Travis Scott’s “Look Mom I Can Fly”: “Wish It Was Better”

Andrew Mello, News Editor

Augie Oppenheimer
“Look Mom I Can Fly” is the latest in a long line of documentaries about musicians.

Rating: 1/5 Falcons

In the age of the internet, celebrity means holding up an image of yourself for all to see. Unfortunately, in the case of trap-superstar Travis Scott, this image took the form of the Netflix “documentary” titled Look Mom I Can Fly, a documentary consisting of everything but substance that feels closer to a highlight tape than an actual story. 

First off, the movie itself is confused about what part of Travis’s life it wants to tell: Travis’s ride at the top of the trap game or his early influences as a youth. At only 85 minutes, there isn’t enough time to tell Scott’s entire life story, but the film insists on hastily cutting back and forth between his youth and scenes from his latest tour, called “Astroworld”. Scott himself worked as executive producer on the documentary, and his touch is felt everywhere, but especially in the home videos forced into what otherwise looks like a tour highlight reel.

Contrasting the more mundane videos of Travis as a boy, the more personal and recent footage finds Scott in possibly the biggest year of his life.  From the birth of his first daughter, to performing at the Superbowl, to a sellout tour, this period of his life has more than enough material to draw from. However, despite the events unfolding around him, Scott never takes a minute to address the audience or let them behind the curtain of celebrity. The movie tries to sell you on the hype of Travis Scott, but never cares if we meet Jacques Webster the individual. Look Mom I Can Fly fails to tell the viewer who Scott really is because it’s too interested in the hype surrounding him, showing more concert footage than anything else. The single moment I found of any kind of self-awareness on the part of Scott’s team was a clip of Scott’s tour manager informing staff that they “wouldn’t know how bad our shows get until it starts.” 

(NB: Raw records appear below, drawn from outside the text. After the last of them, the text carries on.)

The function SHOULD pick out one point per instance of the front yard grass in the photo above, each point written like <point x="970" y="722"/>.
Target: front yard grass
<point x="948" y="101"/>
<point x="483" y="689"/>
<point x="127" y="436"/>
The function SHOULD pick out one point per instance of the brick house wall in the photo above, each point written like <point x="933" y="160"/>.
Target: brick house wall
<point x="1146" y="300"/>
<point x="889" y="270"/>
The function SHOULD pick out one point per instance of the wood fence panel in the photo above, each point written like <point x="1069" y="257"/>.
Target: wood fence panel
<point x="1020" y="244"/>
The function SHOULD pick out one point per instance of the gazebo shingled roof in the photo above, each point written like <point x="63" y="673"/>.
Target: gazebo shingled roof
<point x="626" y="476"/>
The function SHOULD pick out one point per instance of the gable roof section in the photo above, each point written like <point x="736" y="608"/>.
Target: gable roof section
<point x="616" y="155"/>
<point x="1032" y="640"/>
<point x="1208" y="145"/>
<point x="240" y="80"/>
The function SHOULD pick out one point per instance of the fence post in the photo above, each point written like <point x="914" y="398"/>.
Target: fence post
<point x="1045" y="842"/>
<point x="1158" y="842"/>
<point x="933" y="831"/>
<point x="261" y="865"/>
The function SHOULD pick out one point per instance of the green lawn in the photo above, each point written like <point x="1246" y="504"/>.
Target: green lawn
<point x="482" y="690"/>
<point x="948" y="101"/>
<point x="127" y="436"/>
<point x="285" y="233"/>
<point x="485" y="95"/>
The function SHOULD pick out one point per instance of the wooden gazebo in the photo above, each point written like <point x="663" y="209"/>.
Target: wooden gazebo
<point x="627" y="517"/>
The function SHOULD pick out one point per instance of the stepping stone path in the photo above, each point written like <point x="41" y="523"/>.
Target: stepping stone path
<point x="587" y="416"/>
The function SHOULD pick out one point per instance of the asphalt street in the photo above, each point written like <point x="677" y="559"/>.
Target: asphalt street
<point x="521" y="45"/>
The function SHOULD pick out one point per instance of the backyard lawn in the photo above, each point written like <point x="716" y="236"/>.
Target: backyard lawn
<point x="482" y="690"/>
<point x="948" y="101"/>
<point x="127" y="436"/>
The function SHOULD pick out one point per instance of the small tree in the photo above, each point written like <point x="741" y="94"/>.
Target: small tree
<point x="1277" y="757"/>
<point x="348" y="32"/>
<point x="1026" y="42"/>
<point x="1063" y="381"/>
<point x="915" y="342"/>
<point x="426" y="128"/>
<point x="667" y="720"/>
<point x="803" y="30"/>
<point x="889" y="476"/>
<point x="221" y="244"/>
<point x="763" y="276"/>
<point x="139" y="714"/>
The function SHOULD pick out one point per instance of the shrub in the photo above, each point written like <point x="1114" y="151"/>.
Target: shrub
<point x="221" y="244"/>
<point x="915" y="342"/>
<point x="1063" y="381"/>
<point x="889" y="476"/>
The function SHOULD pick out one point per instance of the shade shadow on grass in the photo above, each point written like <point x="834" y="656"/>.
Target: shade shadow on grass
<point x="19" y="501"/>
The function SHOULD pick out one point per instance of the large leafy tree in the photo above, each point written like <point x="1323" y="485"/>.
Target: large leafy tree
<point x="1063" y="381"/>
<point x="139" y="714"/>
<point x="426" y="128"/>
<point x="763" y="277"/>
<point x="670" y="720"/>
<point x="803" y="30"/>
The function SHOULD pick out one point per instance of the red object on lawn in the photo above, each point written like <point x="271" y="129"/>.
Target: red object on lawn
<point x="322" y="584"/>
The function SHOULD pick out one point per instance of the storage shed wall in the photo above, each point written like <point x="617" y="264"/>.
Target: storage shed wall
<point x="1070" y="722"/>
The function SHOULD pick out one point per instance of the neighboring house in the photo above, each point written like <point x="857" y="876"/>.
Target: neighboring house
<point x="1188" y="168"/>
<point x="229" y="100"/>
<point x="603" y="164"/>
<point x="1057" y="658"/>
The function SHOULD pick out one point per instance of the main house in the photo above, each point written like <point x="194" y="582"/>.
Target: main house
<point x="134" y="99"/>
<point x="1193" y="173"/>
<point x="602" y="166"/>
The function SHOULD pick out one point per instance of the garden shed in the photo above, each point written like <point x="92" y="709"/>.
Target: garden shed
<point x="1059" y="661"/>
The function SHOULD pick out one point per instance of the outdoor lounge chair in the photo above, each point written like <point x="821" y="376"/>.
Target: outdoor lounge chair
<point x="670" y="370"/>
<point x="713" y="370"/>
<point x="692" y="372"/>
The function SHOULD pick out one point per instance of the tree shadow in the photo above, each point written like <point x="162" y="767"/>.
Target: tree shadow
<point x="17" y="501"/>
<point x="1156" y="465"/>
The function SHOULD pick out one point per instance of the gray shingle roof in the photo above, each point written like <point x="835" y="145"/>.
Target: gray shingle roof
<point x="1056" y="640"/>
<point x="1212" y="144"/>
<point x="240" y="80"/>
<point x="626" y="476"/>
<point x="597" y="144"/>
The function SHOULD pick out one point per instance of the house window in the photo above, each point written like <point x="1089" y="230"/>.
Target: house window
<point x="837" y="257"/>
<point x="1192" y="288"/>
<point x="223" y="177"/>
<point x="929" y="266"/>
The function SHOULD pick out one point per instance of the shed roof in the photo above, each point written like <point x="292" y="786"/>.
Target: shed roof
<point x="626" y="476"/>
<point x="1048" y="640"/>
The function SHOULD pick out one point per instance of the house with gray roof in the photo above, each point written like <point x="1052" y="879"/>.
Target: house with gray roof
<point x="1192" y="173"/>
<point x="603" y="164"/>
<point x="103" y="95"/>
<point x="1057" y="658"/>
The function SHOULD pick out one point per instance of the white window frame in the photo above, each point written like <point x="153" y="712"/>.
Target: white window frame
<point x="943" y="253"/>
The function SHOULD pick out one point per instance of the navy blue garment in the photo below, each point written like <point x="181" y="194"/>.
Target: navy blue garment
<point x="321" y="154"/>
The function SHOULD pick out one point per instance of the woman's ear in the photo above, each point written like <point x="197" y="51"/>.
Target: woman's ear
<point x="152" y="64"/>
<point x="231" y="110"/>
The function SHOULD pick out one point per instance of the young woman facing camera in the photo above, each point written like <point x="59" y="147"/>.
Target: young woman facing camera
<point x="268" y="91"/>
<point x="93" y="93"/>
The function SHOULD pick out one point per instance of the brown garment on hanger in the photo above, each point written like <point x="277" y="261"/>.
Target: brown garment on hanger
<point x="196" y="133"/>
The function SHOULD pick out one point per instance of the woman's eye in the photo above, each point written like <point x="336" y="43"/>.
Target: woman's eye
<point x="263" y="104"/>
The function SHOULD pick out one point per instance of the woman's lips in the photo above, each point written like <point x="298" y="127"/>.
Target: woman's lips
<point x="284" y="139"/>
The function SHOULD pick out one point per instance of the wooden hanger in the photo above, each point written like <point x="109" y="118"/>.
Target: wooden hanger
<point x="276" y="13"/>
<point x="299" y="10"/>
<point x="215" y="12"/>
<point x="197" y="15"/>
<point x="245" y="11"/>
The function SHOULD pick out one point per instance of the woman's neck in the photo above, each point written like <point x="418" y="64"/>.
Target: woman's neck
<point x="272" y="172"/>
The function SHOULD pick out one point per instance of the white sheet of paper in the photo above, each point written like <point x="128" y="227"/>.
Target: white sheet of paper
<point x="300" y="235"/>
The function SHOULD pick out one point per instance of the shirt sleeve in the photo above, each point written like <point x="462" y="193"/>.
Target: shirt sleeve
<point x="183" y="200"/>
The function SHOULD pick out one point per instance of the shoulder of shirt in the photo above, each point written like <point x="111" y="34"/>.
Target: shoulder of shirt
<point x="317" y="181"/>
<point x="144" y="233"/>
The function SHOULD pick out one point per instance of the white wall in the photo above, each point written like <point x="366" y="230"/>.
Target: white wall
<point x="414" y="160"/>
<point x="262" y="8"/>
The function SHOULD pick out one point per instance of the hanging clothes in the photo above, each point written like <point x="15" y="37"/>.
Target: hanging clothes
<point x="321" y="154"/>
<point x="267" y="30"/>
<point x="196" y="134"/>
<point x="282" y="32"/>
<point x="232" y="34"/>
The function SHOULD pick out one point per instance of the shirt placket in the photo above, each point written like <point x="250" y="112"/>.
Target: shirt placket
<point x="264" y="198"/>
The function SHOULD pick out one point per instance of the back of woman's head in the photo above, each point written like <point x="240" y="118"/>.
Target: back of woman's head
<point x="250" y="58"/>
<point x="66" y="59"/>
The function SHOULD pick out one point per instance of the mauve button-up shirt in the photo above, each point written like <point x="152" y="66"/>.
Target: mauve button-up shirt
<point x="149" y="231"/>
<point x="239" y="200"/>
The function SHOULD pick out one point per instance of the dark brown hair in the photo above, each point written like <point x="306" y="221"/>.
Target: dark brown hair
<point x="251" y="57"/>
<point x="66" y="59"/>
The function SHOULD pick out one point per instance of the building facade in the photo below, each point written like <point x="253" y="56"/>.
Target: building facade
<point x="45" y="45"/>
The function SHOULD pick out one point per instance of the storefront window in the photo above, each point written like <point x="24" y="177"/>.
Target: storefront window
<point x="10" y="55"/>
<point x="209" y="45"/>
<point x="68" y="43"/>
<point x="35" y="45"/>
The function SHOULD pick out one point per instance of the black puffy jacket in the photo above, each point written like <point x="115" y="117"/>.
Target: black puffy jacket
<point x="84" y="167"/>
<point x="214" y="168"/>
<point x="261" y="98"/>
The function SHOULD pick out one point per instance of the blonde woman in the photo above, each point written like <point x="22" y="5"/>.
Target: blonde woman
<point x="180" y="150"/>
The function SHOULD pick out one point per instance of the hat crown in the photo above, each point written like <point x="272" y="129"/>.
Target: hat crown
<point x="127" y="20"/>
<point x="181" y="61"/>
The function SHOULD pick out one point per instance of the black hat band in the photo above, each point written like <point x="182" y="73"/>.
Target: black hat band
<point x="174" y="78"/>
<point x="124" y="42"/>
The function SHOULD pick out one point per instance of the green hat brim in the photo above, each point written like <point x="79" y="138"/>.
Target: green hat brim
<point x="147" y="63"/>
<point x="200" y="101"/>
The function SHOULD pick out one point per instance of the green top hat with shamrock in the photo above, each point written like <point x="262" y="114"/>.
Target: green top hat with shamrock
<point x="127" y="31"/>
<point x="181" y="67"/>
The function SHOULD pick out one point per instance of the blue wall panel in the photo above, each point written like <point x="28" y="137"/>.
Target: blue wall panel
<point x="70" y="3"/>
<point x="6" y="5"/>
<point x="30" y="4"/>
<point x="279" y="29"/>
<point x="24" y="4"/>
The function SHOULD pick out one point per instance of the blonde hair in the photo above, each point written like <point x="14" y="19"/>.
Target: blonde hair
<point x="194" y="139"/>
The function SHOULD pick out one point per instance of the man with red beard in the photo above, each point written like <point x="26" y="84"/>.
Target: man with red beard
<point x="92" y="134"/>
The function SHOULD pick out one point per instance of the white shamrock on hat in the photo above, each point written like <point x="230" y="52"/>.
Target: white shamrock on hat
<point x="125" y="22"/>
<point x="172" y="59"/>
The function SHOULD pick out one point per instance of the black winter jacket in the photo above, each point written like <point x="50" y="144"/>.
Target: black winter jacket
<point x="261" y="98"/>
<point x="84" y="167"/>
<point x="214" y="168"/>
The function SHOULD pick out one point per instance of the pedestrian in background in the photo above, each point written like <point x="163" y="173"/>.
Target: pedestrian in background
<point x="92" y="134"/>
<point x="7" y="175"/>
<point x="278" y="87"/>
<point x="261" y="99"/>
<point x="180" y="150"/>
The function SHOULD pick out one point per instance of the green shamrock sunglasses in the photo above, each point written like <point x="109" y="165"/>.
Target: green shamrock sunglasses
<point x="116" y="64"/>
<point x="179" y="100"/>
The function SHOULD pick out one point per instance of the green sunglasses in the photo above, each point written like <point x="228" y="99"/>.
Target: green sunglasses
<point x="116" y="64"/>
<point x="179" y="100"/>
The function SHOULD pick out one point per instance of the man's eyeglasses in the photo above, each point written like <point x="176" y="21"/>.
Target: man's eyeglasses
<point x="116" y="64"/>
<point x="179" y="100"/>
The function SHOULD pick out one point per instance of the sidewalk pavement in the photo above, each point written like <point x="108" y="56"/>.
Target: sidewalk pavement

The movie tries to sell you on the hype of Travis Scott, but never cares if we meet Jacques Webster the individual.”

Even with the extravagant show he puts on every night on tour, Scott’s narrative of 2018 would not carry a whole documentary. But with the added concert reel shoved in, I’m not even sure it has the space to try. More time is spent watching fans jump off stage than seeing footage of his daughter, and the perspective of the entire film suffers for it. It’s ironic to watch the footage of sold-out shows and fans with “Wish you were here” emblazoned across their shirts, given that the movie feels more alienating than reminiscent.

Confused on the story it wants to tell, Look Mom I Can Fly is a documentary that lacks the most essential ingredient to a documentary: perspective. Lacking any personality or introspection from the artist himself, the movie loosely hangs on the hours of concert footage spread from city to city. Scott’s inability to drop his façade or get real with anyone on camera makes it impossible for the film to make you care about Jacques Webster, and if you do by the end, it’s only because you were a fan already. Look Mom I Can Fly is a movie made only for the diehard ragers at Travis’ concerts who don’t care about watching a movie and just want to see Scott the way he sees himself.

This piece also appears in our September 2019 print edition.